Bir kent insanlara nasıl keyif verir.?
Sorunlarını nasıl çözer.
Mutlu bir yaşam vaat eder?
Biraz da bu meselelere kafa yoralım istedik
Şimdi…
Bir kenti kent yapan dinamikler vardır.
Bunlar kentlerin olmazsa olmazlarıdır.
Nedir bunlar?
Kent gönüllüleri ve sivil toplum kuruluşları…
Bunların hepsi bulundukları kenti daha ileriye taşımanın tasarımını ve çalışmasını yaparlar.
Bireylerin mutluluğu için platform oluştururlar.
Birbirleriyle sürekli görüş alışverişinde bulunurlar.
Amaç ; kentin refah düzeyini artırma ve var olan ortamı yaşanabilir kılmadır.
Bu yaklaşımla Karabük’e baktığınızda ne görüyorsunuz?
Yaşanabilirlik adına…
Ortada tartışılan çok şey var tabi…
Bunların birçoğu kafa ütülüyor.
Siyasetçinin seçim malzemesi olmuş durumda.
Hepsinin üstünde gelecekle ilgili siyasi hesaplar üşüşüyor.
O zaman yaşanabilirliği konu alan projeler bir türlü tat vermiyor.
Demek ki konuşmakla işler yürümüyor.
Memleket lafla idare edilseydi her yer güllük gülistanlık olurdu.
Ama olmuyor.
Ne demiş atalarımız.
“Ayinesi iştir kişinin lafa bakılmaz.”
Toplumsal sorunları yerinde ve zamanında çözmek için anlamlı çalışmalar yapmak gerekiyor.
Bazen çalışmakta yeterli olmuyor.
Öncelikle aşılması gereken engelleri çok iyi bilmek gerekiyor.
Diyelim ki bildiniz.
Ancak bu seferde engelleri çıkaranlarla baş etmeniz gerekiyor.

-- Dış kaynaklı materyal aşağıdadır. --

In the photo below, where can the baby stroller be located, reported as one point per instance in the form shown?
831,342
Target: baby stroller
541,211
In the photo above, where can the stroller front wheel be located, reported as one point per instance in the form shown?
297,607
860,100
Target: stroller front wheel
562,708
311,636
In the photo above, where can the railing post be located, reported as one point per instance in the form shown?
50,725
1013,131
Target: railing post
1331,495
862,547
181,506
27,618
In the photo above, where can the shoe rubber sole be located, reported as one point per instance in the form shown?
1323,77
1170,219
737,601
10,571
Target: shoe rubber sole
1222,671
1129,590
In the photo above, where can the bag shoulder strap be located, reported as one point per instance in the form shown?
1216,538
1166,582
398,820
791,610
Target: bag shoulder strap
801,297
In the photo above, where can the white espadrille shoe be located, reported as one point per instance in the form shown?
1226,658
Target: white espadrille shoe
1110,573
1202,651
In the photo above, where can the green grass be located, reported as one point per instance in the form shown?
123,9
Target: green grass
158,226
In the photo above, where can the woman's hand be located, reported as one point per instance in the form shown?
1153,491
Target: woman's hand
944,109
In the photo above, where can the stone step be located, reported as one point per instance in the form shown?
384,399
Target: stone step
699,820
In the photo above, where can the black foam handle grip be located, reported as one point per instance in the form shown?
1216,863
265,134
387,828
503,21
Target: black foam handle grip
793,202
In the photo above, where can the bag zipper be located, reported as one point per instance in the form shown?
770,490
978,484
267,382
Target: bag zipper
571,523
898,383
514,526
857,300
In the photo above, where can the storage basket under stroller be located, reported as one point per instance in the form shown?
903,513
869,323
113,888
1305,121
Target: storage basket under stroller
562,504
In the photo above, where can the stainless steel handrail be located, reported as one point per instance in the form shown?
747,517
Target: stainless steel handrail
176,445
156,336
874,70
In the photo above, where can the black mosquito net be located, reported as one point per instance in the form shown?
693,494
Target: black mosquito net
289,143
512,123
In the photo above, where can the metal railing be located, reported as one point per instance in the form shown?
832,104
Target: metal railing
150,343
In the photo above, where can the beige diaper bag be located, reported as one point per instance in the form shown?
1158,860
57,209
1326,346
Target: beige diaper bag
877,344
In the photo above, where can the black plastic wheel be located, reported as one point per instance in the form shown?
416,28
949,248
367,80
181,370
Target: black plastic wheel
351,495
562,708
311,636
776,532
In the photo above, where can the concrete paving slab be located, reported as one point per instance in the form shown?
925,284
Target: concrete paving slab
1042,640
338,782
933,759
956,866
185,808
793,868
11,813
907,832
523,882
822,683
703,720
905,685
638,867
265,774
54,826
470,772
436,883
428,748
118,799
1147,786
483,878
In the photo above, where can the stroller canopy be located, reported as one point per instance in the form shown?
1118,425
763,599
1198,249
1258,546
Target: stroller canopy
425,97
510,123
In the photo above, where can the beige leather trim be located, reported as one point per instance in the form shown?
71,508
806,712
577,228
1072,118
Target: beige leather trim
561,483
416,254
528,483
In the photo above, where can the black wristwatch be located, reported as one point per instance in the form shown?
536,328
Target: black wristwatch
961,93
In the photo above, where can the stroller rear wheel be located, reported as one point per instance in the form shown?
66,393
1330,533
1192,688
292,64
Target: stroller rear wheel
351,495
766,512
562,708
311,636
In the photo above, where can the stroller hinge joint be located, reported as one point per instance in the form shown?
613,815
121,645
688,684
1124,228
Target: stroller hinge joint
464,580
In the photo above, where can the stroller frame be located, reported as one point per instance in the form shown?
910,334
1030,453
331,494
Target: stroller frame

Çıkar çevrelerini alt etmek için büyük bir çabaya gerek var.
Sabır gerek.
Ayakta kalmasını bilmek….
Bilinçli olmak gerek.
Dikkat edin…
Dillendirilen hedeflere geç ulaşıyoruz.
Arada bir ebeleniyoruz.
Gel gitler oluyor.
Falan filan…
Gerçi…
Ama…
Yapılanlar , yapılmak istenenler bir türlü tat vermiyor.
İhtiyaçları karşılamıyor.
İnsanları mutlu etmiyor.
Bu nedenle…
Kent ;yaşama sanatı ve keyfi denen süreçten nasibini bir türlü alamıyor.
Bu durumda umutlarımızın üzerine sünger çekmeye yetiyor.